Un attento studio del Generale Vero Fazio, artigliere di lungo corso, racconta però un’altra storia, attraverso documenti di prim’ordine che individuano la postazione, piuttosto, nei giardini di Villa Albani. Il Maggiore Luigi Pelloux, Comandante della 2ª Brigata di Artiglieria della Riserva, afferma nel suo libro “Quelques souvenirs de ma vie”, che schierò personalmente la batteria “Segre”, nei giardini di Villa Albani a 550 m dalle Mura e le altre due più dietro, a nord di Villa Macciolini, a circa 1.000 metri. L’affermazione è confermata anche dal Generale Raffaele Cadorna (qui l’approfondimento).

Il Pincetto dista fra l’altro dalla Breccia meno di 400 m e non i 550 dichiarati dal Pelloux, Cadorna e dallo stesso Capitano Segre. Nel corso dell’azione, sulla Via Nomentana, in corrispondenza del cancello della Villa Torlonia, venne schierata, invece, una sezione della 1ª batteria della Divisione Mazè che doveva meglio battere la Porta Pia. È possibile che questi altri cannoni, in considerazione della relativa loro vicinanza al cosiddetto “Pincetto”, abbiano alimentato, falsandolo topograficamente, il ricordo degli abitanti del palazzo.

Il tributo di sangue degli artiglieri

La Batteria “Segre” doveva trovarsi pressappoco nelle vicinanze del civico 16 di Via di Villa Albani. Fu in quel luogo che caddero il Luogotenente Giulio Cesare Paoletti, i Caporali capopezzo Michele Plazzoli e Carlo Corsi. I tiri nemici provenivano da un avamposto pontificio nei pressi di Villa Patrizi. Furono così mobilitati tiratori scelti del 19° reggimento fanteria e del 34° battaglione bersaglieri che riuscirono a distogliere il fuoco diretto contro gli artiglieri. In seguito all’uccisione del proprio soldato e al ferimento di altri, il Capitano Segre, comandante della batteria, pochi minuti dopo le 5.15 dà l’ordine di aprire il fuoco.

La leggenda della scomunica e dell’ufficiale ebreo

Pio IX aveva preventivamente scomunicato qualsiasi soldato italiano che avesse sparato il primo colpo verso la Città Eterna e, secondo una tradizione, Segre venne scelto per questo compito proprio in quanto ebreo.

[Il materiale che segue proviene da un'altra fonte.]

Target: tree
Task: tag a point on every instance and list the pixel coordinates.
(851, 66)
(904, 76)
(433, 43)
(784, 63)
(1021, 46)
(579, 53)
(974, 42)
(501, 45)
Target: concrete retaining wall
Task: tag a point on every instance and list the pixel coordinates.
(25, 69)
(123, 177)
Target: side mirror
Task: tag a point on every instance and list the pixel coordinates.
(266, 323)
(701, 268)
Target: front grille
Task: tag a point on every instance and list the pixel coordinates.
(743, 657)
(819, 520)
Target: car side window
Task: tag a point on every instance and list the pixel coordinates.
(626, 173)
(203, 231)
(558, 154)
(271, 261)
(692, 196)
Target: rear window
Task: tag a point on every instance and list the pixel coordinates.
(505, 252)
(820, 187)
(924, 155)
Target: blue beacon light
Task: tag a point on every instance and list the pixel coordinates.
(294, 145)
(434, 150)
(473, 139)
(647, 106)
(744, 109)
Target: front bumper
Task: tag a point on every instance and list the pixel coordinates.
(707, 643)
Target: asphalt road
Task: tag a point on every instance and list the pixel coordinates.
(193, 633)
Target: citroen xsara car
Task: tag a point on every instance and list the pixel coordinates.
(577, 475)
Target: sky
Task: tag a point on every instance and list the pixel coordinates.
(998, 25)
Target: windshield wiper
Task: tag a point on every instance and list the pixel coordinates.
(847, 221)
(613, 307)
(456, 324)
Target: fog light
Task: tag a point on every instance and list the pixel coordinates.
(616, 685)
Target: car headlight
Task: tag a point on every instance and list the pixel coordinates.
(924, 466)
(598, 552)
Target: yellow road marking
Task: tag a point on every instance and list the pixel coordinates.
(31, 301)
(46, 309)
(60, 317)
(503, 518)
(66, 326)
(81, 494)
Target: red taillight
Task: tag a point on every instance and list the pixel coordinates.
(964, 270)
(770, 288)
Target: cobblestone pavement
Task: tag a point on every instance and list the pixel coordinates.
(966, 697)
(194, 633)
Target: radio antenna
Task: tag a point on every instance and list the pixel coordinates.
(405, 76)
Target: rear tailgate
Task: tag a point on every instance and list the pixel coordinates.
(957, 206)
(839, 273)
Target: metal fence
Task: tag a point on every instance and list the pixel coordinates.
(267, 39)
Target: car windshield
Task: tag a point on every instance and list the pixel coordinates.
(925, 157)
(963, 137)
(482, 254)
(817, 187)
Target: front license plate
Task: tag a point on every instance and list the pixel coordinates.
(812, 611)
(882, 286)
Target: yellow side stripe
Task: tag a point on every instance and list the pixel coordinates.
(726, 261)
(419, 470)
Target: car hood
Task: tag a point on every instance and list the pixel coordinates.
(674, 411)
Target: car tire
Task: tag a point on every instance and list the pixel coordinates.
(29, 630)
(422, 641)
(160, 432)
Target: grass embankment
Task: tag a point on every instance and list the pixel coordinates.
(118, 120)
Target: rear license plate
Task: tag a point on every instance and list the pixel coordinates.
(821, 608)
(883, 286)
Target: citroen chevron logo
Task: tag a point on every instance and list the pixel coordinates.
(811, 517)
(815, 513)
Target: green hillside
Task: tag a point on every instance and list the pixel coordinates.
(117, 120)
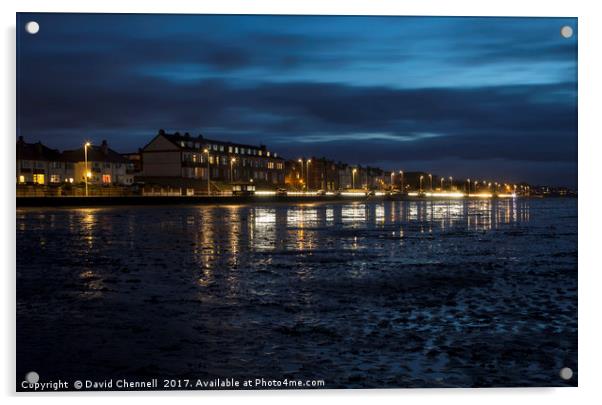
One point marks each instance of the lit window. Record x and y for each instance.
(38, 178)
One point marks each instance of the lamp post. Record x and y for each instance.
(401, 174)
(307, 167)
(302, 171)
(86, 173)
(208, 172)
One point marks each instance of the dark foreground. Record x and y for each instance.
(357, 294)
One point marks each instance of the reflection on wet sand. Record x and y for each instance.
(361, 294)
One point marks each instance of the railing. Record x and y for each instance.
(73, 191)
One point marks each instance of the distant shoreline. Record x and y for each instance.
(95, 201)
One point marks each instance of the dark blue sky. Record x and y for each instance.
(466, 97)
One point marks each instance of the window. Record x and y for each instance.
(38, 178)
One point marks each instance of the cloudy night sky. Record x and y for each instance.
(488, 98)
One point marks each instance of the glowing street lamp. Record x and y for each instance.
(208, 172)
(307, 167)
(401, 174)
(87, 173)
(232, 161)
(302, 171)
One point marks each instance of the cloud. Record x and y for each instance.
(361, 90)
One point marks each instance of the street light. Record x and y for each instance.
(86, 172)
(232, 160)
(401, 174)
(302, 171)
(307, 167)
(208, 172)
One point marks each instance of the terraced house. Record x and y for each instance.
(183, 159)
(41, 165)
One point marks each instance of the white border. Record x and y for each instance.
(590, 70)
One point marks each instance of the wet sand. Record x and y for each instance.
(359, 294)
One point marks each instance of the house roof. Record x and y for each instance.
(190, 142)
(96, 153)
(36, 151)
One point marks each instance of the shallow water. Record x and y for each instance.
(358, 294)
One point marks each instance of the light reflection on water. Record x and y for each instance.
(256, 287)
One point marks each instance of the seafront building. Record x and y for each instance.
(178, 164)
(38, 164)
(41, 165)
(104, 166)
(196, 162)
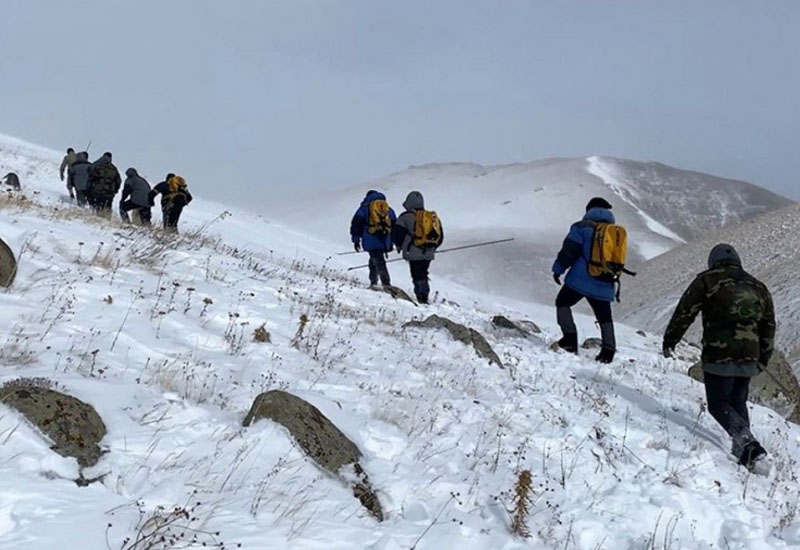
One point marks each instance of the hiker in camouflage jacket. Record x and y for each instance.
(738, 340)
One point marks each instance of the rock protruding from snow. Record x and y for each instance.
(466, 335)
(776, 388)
(8, 265)
(319, 438)
(73, 426)
(395, 292)
(524, 328)
(592, 343)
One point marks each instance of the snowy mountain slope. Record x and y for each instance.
(156, 334)
(770, 249)
(535, 203)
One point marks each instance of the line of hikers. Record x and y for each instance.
(737, 310)
(97, 183)
(738, 317)
(417, 233)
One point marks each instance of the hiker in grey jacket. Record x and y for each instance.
(419, 258)
(135, 199)
(78, 178)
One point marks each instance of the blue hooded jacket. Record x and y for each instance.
(575, 253)
(358, 227)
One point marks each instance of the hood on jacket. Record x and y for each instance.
(414, 201)
(372, 196)
(723, 253)
(599, 215)
(598, 202)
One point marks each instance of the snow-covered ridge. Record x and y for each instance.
(770, 249)
(156, 334)
(535, 203)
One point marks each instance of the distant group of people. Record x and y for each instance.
(416, 234)
(737, 311)
(96, 184)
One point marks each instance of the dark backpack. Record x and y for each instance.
(103, 178)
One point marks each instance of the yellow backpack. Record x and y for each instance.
(609, 250)
(427, 229)
(177, 186)
(379, 221)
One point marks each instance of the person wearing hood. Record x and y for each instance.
(135, 198)
(371, 229)
(78, 178)
(738, 341)
(573, 259)
(104, 183)
(175, 196)
(406, 236)
(68, 160)
(12, 179)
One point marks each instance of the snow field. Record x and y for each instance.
(155, 331)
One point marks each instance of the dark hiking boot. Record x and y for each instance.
(569, 343)
(606, 355)
(752, 453)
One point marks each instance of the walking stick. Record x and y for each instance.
(466, 246)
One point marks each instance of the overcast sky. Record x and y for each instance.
(256, 98)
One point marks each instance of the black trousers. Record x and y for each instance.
(145, 216)
(378, 269)
(419, 275)
(727, 403)
(567, 298)
(171, 214)
(102, 203)
(80, 197)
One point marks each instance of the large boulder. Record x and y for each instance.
(466, 335)
(777, 387)
(8, 265)
(320, 439)
(74, 427)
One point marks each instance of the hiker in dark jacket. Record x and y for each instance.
(738, 341)
(174, 197)
(11, 179)
(598, 291)
(375, 238)
(104, 183)
(419, 258)
(135, 198)
(67, 161)
(78, 178)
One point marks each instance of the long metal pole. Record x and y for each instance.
(499, 241)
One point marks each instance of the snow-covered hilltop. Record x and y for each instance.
(770, 249)
(535, 203)
(156, 333)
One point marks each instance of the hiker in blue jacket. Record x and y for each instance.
(598, 291)
(371, 229)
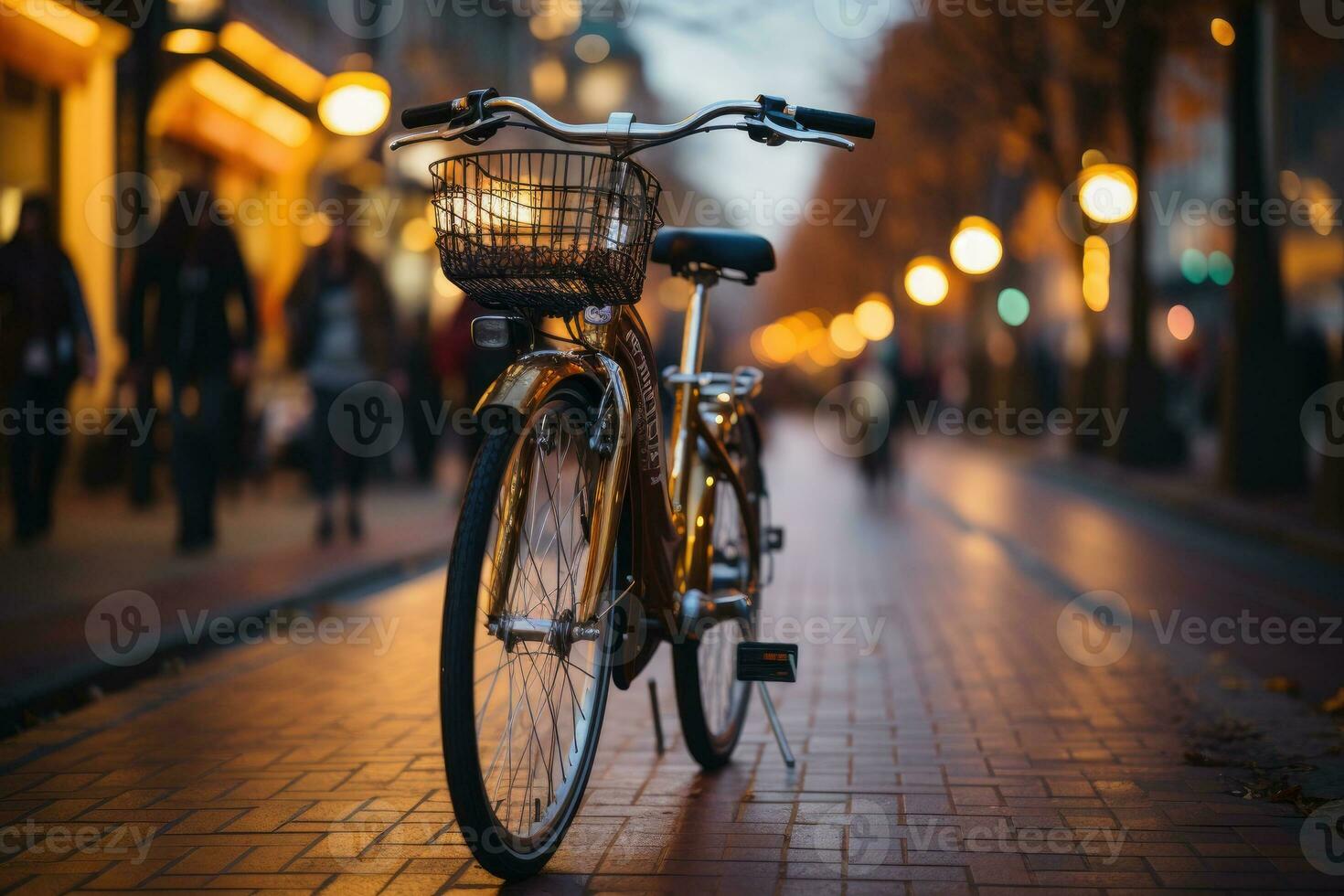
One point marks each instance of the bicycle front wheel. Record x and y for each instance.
(711, 701)
(523, 681)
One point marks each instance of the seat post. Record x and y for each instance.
(697, 321)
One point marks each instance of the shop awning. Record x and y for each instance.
(54, 42)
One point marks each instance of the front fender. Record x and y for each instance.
(531, 378)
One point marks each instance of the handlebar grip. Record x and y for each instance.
(837, 123)
(438, 113)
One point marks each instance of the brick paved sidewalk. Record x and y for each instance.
(955, 749)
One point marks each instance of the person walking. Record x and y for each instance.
(46, 344)
(205, 335)
(342, 335)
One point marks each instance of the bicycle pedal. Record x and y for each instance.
(760, 661)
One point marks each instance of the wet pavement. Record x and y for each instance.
(963, 723)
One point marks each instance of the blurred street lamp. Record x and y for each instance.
(1014, 306)
(188, 40)
(926, 281)
(1108, 194)
(977, 246)
(846, 338)
(875, 318)
(592, 48)
(355, 103)
(549, 80)
(1180, 321)
(1097, 274)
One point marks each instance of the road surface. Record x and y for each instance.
(958, 724)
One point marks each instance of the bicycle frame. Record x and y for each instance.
(672, 506)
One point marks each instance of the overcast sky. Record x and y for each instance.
(700, 51)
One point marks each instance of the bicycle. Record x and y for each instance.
(580, 549)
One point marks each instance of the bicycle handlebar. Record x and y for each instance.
(768, 119)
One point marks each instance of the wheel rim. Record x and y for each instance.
(537, 703)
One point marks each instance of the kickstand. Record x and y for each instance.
(657, 718)
(775, 724)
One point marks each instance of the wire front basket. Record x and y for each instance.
(545, 231)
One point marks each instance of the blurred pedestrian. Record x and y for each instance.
(205, 334)
(46, 344)
(342, 334)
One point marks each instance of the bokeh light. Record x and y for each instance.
(1109, 194)
(1194, 266)
(926, 281)
(874, 317)
(1014, 306)
(355, 103)
(592, 48)
(1180, 321)
(977, 248)
(846, 337)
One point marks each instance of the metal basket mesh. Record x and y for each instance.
(545, 231)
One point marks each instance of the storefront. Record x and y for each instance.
(58, 89)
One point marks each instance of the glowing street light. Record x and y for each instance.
(874, 317)
(926, 281)
(1109, 194)
(355, 103)
(977, 248)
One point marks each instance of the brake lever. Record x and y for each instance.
(775, 134)
(481, 131)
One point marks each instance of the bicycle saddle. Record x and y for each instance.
(679, 248)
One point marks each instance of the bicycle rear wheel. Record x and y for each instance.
(523, 692)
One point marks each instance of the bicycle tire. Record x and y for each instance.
(714, 750)
(494, 847)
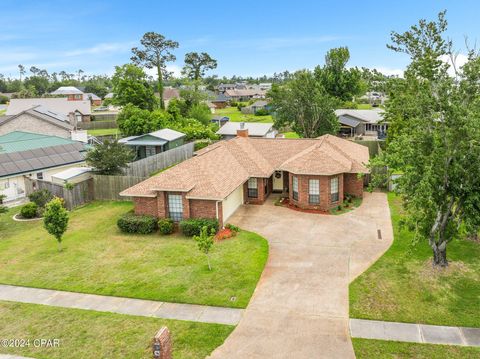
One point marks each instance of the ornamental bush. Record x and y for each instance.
(193, 226)
(41, 197)
(29, 210)
(131, 223)
(166, 226)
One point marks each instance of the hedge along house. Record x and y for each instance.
(313, 173)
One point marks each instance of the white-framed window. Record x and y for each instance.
(252, 187)
(314, 191)
(295, 188)
(334, 196)
(175, 207)
(150, 151)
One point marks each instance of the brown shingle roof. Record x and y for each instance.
(217, 170)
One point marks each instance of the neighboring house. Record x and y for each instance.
(220, 101)
(313, 173)
(254, 107)
(220, 120)
(170, 93)
(362, 123)
(37, 120)
(245, 95)
(80, 110)
(71, 92)
(72, 175)
(154, 142)
(224, 87)
(211, 106)
(254, 129)
(94, 99)
(30, 155)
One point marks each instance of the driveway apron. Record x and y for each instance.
(300, 306)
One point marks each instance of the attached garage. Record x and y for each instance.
(232, 202)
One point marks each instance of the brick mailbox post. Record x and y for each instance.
(162, 344)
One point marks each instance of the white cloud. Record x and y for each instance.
(273, 43)
(108, 47)
(389, 71)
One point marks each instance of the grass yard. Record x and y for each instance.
(402, 286)
(236, 116)
(104, 132)
(90, 334)
(367, 349)
(99, 259)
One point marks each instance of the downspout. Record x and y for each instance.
(216, 212)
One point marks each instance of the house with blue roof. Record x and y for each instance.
(35, 156)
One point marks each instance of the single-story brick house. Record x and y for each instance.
(313, 173)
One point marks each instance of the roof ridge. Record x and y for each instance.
(352, 160)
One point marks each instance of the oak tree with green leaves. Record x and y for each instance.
(130, 86)
(196, 65)
(434, 138)
(109, 157)
(55, 220)
(304, 105)
(155, 53)
(205, 242)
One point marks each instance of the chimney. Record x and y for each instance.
(242, 132)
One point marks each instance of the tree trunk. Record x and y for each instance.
(208, 261)
(160, 86)
(440, 255)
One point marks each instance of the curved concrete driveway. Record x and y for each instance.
(300, 306)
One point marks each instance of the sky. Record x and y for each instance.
(248, 38)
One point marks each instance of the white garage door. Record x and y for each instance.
(232, 202)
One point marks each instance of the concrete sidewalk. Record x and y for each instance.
(415, 333)
(145, 308)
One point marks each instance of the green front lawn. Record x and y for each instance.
(367, 349)
(90, 334)
(104, 132)
(236, 116)
(402, 286)
(98, 258)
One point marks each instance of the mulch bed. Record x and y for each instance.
(225, 233)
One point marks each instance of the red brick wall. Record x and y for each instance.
(145, 206)
(353, 184)
(200, 208)
(261, 192)
(325, 198)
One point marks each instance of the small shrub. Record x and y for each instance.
(193, 226)
(201, 144)
(29, 210)
(261, 112)
(166, 226)
(232, 227)
(131, 223)
(40, 197)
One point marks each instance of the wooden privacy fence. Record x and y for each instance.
(109, 187)
(80, 194)
(147, 166)
(97, 125)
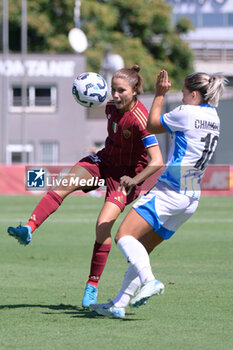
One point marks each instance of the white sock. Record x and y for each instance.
(130, 284)
(136, 254)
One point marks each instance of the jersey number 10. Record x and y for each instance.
(209, 148)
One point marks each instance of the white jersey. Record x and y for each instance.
(195, 131)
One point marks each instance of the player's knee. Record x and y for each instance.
(103, 229)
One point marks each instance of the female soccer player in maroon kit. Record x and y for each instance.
(122, 163)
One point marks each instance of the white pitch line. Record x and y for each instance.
(83, 220)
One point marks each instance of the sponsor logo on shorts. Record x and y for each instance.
(127, 133)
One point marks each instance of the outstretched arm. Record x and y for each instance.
(154, 125)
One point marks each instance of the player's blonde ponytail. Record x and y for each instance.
(210, 87)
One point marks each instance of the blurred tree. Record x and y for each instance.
(138, 30)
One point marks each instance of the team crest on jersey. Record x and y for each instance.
(127, 133)
(114, 127)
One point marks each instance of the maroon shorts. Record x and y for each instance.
(111, 174)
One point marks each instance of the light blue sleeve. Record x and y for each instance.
(175, 120)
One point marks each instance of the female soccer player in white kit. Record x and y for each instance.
(155, 217)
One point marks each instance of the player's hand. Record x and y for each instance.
(162, 84)
(127, 181)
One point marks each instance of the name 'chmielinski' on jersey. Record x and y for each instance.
(194, 141)
(206, 124)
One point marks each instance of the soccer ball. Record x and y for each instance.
(89, 89)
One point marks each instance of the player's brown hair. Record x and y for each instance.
(132, 76)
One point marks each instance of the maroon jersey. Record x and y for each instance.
(124, 145)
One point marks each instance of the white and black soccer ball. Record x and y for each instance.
(89, 89)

Tuttavia, i primi colpi erano stati sparati intorno alle 5.10 dalle batterie della Divisione Angioletti contro Porta Maggiore, quindi sembra ben più probabile che Segre fosse stato scelto per il delicatissimo incarico di aprire la breccia in base alle sue capacità tecniche e all’addestramento della sua batteria piuttosto che per la sua religione. La prima palla cadde, infatti, a soli due metri dalle Mura aureliane e questo consentì di aggiustare rapidamente il tiro. I cannoni lisci pontifici disposti nella lunetta di Porta Pia furono presto silenziati dalle schegge e dalle polveri prodotte dalle cannonate italiane che impattavano sulle mura. La 5ª batteria iniziò un fuoco di demolizione con precisione chirurgica: alle 9.30 circa, la breccia era già praticata per un’ampiezza di circa 30 metri alla destra della Porta Pia. Erano state sparate più di 800 cannonate, per alcune fonti 888. Con un calcolo approssimativo, la cadenza di tiro doveva essere di poco più di tre colpi al minuto.

Le cicatrici ancora visibili

Sul punto esatto della Breccia, 25 anni dopo, fu eretto un monumento disegnato da Carlo Aureli con una colonna su cui svetta la Vittoria, opera di Giuseppe Guastalla. Le Mura aureliane vennero in gran parte perfettamente restaurate. Tuttavia, a un sguardo attento si scorgono tutt’oggi ancora diversi segni d’impatto delle cannonate. In particolare, nel tratto di fronte a via Po e a via di Santa Teresa è ancora ben visibile, incastonata su un torrione, una palla di cannone, in ferro, perfettamente conservata. Un’altra, poco più sotto, è stata purtroppo rimossa (forse rubata).

Sono particolari ai quali non si fa caso in quel tratto di strada caratterizzato da un traffico convulso e veloce. Da oggi - l’invito è rivolto ai romani e ai turisti - passando per il Muro Torto e per Corso d’Italia, gettiamo uno sguardo a quelle cicatrici e a quel sottile monumento: sono parte della nostra storia e identità.